Friday, February 8, 2008

Modern Canterbury Tales With Sharia Laws

Archbishop of Canterbury, Highest Anglican of The Church of England, made the case for Britain to accept incorporating Sharia Law as the future. Shocking to some, mind bending to others, Dr. Rowan Williams, the 104th person since 597 to hold the "The Most Reverend Father in God, Forenames, by Divine Providence Lord Archbishop of Canterbury, Primate of All England and Metropolitan" job, decided to speak his mind, minus reservations, about the state of British religious legal doctrine to Anglicans around the globe. The Archbishop declared Sharia laws were much like off key music in a church, inevitable - his actual word was "unavoidable".

Dr. Williams' speech to England's Royal Courts of Justice also caused tremors in Australia where emphatic denouncements commenced immediately. It causes brain bruises to imagine the Archbishop sharing what implementing Sharia law means to Her Majesty over some righteous scones and chamomile tea.

Dr Rowan Williams said the UK had to "face up to the fact" some citizens did not relate to the British legal system.

He said adopting parts of Islamic Sharia law could help social cohesion.

For example, Muslims could choose to have marital disputes or financial matters dealt with in a Sharia court.

From Number 10 Downing Street, where the Never-ending Global War on Terror ® (Bush patent pending) is being waged in tandem with the USA, Prime Minister Gordon Brown rushed to say no, just no, to the Archbishop's serious musing aloud to the BBC's Radio 4 about the citizenry being subjected to necessary changes in legal practice from its Magna Carta underpinnings to embrace Sharia law in certain circumstances. In fairness, the Archbishop sought ways to integrate modern societal demographic changes and differing religious traditions from another major Faith, Islam, into British society and its legal community.

With rhetoric equal in height to the spires of the centuries old Canterbury, he notes other accommodations made in Britain while denouncing some of the odious interpretations of Sharia Law practiced by Muslim extremists like Afghanistan's Taliban. Prudence in politically presenting his point was missing in action as his thoughtful remarks caught everyone off guard as the speech became quickly condensed into the standard sound byte, squeezing the life out of his meaning and derailing insights into his interpretation of the humanistic nature of the Sharia system.

The archbishop compared allowing Muslims to take carefully defined issues to their own religious courts to the established practice among Orthodox Jews here of referring religious disputes to rabbinical courts.

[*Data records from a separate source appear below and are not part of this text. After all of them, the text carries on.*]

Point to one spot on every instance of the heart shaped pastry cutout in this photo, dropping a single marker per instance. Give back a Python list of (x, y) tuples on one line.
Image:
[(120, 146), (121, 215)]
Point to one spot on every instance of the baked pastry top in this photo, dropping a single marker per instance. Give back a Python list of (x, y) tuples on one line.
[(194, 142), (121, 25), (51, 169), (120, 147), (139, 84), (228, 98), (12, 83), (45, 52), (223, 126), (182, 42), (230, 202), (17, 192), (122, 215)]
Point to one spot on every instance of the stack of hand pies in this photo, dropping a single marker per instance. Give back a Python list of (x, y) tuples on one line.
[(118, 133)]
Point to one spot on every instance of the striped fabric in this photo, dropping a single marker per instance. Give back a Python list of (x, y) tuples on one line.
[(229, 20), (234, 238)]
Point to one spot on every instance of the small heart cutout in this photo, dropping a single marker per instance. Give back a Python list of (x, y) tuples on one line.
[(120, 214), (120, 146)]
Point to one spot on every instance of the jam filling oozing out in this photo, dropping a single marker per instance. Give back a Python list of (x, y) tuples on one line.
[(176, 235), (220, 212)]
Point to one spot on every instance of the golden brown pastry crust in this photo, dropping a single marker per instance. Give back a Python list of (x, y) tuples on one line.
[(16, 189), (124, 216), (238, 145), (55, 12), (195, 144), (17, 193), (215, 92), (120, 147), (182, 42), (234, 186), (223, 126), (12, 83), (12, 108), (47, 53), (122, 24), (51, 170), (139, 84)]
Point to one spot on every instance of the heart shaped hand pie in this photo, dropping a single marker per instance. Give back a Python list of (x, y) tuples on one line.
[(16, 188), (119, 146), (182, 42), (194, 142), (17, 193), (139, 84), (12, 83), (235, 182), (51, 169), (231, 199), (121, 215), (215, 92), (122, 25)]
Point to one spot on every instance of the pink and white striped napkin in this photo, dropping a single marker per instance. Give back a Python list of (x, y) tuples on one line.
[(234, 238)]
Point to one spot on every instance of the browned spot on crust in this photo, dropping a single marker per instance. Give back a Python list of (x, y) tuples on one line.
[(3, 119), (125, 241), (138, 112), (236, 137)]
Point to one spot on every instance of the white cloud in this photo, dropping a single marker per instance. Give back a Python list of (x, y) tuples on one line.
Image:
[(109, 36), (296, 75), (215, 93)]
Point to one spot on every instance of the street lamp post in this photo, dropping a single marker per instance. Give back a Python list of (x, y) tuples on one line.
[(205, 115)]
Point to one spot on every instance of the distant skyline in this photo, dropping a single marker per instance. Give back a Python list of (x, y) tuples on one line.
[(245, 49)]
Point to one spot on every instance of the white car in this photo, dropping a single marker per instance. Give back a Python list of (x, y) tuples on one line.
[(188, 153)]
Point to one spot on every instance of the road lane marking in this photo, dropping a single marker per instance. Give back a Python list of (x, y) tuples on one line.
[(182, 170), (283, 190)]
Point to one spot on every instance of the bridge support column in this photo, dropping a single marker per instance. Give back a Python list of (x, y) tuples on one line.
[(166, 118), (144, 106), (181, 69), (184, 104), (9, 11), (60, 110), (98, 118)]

Roman Catholics might also benefit from what he called “plural jurisdiction” in matters affecting religious conscience, he said. He noted that the Church of England, formally headed by the monarch, also has its own ecclesiastical courts.

“Nobody in their right mind,” the archbishop told the BBC, “would want to see in this country the kind of inhumanity that sometimes appears to be associated with the practice of the law in some Islamic states — the extreme punishments, the attitudes to women as well.”

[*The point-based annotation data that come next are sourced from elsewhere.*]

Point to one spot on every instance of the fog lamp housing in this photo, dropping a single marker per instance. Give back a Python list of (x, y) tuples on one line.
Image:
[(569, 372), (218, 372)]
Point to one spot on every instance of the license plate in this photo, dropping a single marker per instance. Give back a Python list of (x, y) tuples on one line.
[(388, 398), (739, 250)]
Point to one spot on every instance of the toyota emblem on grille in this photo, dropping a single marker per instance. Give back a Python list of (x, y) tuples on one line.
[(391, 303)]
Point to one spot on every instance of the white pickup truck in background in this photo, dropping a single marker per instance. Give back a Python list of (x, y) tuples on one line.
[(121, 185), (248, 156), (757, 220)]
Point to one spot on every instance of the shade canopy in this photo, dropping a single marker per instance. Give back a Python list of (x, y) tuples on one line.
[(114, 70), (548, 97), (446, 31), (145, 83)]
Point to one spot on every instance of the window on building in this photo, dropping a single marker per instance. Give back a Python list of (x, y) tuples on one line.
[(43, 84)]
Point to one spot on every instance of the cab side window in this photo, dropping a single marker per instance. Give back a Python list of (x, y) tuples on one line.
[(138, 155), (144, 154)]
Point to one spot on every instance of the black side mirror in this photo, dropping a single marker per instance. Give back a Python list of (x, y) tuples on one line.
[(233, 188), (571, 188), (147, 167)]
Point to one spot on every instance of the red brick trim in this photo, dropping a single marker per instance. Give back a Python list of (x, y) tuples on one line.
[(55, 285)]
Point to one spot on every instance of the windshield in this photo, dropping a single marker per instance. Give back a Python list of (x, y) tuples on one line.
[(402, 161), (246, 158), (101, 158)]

But equally, he said, “I don’t think we should instantly spring to the conclusion that the whole of that world of jurisprudence and practice is somehow monstrously incompatible with human rights simply because it doesn’t immediately fit with how we understand it.”

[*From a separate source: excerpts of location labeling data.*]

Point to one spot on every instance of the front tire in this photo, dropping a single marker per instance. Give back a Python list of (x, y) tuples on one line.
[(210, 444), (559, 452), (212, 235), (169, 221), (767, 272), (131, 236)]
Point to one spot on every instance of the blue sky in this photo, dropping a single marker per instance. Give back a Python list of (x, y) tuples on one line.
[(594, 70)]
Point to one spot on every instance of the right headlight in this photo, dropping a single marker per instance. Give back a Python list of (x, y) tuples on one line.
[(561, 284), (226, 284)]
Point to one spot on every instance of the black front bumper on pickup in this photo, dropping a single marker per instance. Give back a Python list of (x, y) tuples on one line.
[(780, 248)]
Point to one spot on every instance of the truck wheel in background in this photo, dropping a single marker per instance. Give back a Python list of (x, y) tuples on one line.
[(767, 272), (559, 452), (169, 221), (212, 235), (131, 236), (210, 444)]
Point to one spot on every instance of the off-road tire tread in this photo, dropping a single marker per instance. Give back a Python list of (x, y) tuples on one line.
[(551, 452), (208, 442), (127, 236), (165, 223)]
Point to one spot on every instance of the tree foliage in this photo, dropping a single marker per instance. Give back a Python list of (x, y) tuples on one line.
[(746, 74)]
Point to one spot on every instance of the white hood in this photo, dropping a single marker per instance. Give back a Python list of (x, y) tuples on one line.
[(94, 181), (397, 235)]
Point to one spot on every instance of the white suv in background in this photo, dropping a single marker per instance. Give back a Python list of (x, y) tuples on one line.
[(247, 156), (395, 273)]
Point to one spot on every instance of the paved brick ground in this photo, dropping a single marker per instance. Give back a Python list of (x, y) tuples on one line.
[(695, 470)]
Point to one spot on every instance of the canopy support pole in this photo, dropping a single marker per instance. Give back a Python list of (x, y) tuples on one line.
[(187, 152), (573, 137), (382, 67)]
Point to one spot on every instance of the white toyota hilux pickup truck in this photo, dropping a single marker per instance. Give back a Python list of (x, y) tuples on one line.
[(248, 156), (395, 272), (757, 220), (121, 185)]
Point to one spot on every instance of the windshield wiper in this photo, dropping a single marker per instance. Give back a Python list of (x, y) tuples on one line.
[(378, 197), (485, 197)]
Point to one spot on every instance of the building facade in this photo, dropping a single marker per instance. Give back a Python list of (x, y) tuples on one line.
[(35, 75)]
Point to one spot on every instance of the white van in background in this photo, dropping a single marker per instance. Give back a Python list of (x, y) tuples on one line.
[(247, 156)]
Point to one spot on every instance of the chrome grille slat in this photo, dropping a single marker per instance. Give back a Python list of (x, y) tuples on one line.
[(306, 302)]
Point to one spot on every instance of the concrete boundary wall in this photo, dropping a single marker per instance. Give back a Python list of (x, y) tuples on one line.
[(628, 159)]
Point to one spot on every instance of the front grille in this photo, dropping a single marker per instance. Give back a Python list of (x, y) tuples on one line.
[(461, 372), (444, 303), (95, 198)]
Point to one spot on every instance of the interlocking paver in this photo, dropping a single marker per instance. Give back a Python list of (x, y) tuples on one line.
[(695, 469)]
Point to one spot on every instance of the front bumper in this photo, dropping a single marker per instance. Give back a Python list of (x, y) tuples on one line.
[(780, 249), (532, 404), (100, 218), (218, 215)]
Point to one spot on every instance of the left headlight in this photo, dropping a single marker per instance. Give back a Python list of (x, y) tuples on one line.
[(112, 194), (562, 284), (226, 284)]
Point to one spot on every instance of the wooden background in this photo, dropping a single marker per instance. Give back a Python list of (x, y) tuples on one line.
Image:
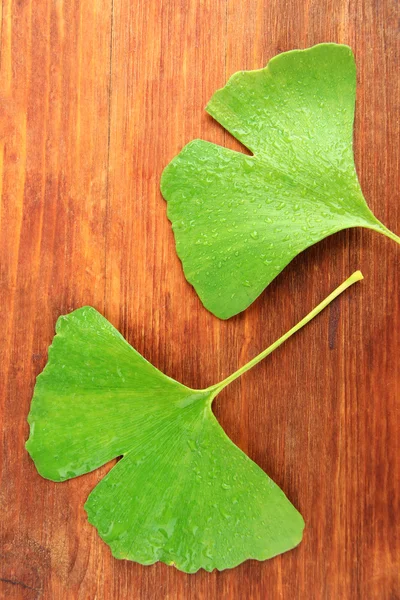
[(96, 98)]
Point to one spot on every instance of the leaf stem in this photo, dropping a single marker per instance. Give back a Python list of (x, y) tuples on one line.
[(357, 276), (380, 228)]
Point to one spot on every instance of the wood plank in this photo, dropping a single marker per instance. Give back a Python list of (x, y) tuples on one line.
[(95, 99)]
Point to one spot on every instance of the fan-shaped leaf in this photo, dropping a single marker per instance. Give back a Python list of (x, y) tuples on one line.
[(183, 493), (239, 220)]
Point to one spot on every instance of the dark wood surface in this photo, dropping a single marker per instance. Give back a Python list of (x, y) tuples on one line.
[(96, 98)]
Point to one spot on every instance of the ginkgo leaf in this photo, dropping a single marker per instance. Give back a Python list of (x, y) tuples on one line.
[(183, 493), (239, 220)]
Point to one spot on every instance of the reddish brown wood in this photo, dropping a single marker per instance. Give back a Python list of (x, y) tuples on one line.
[(95, 99)]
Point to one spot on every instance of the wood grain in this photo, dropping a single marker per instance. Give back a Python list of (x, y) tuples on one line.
[(95, 99)]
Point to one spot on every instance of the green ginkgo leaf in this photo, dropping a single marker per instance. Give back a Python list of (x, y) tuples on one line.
[(239, 220), (183, 493)]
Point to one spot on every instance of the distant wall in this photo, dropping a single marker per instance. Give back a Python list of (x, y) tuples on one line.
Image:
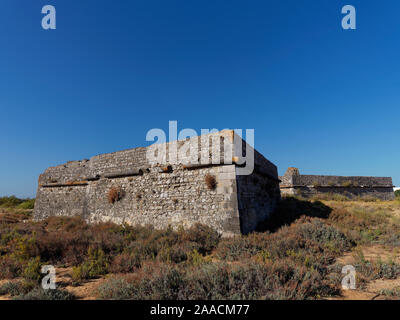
[(293, 183)]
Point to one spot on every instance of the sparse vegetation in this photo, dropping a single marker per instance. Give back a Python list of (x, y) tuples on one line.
[(293, 256)]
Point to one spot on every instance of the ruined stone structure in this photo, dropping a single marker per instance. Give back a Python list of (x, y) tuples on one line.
[(294, 183), (132, 187)]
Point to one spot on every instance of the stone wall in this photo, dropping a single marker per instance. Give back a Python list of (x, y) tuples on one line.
[(163, 193), (293, 183)]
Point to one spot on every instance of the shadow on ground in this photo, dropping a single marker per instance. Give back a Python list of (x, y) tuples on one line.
[(290, 209)]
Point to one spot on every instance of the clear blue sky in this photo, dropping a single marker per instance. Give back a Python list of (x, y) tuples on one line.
[(320, 98)]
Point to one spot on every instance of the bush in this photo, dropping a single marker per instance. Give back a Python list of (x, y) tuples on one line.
[(9, 267), (50, 294), (114, 194), (32, 270), (280, 280), (116, 289), (10, 202), (125, 263), (16, 288)]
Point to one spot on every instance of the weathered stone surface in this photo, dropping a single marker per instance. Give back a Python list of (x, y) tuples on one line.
[(163, 193), (308, 185)]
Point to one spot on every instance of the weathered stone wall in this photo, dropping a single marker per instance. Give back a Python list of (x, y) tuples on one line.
[(161, 193), (293, 183)]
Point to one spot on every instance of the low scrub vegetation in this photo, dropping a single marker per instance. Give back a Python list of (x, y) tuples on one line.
[(293, 256)]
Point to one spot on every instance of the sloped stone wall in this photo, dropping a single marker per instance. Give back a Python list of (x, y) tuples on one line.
[(160, 194)]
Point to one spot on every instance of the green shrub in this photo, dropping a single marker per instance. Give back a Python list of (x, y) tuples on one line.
[(32, 270), (116, 289), (125, 263), (51, 294), (15, 288), (96, 265)]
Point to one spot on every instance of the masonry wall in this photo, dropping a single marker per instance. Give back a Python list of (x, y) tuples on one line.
[(293, 183), (159, 194)]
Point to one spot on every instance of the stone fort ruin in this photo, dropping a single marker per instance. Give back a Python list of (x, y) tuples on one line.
[(294, 183), (131, 187)]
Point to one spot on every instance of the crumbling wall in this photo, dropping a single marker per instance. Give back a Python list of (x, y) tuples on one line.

The tarring and feathering of the Oxford scholar is gathering steam as his point becomes lost in a larger more toxic political context. The how of what he expressed just drowned the what so the debate becomes about him and his views, rather than which groups for which rationales get a tolerance exemption.

Geoffrey Chaucer wrote the first Canterbury Tales montage of 14th century Middle as a diverse English swearing tourists on a pilgrimage telling each other stories about life and all of its travails. Fast forward to today with a vantage point of history, England's high priest shared his thoughts on Islam and its version of the rule of law and how it should be applied. Islamic Law: The Sharia from Muhammad's Time to the Present gives a or one perspective from Hunt Janin & Andre Kahlmeyer.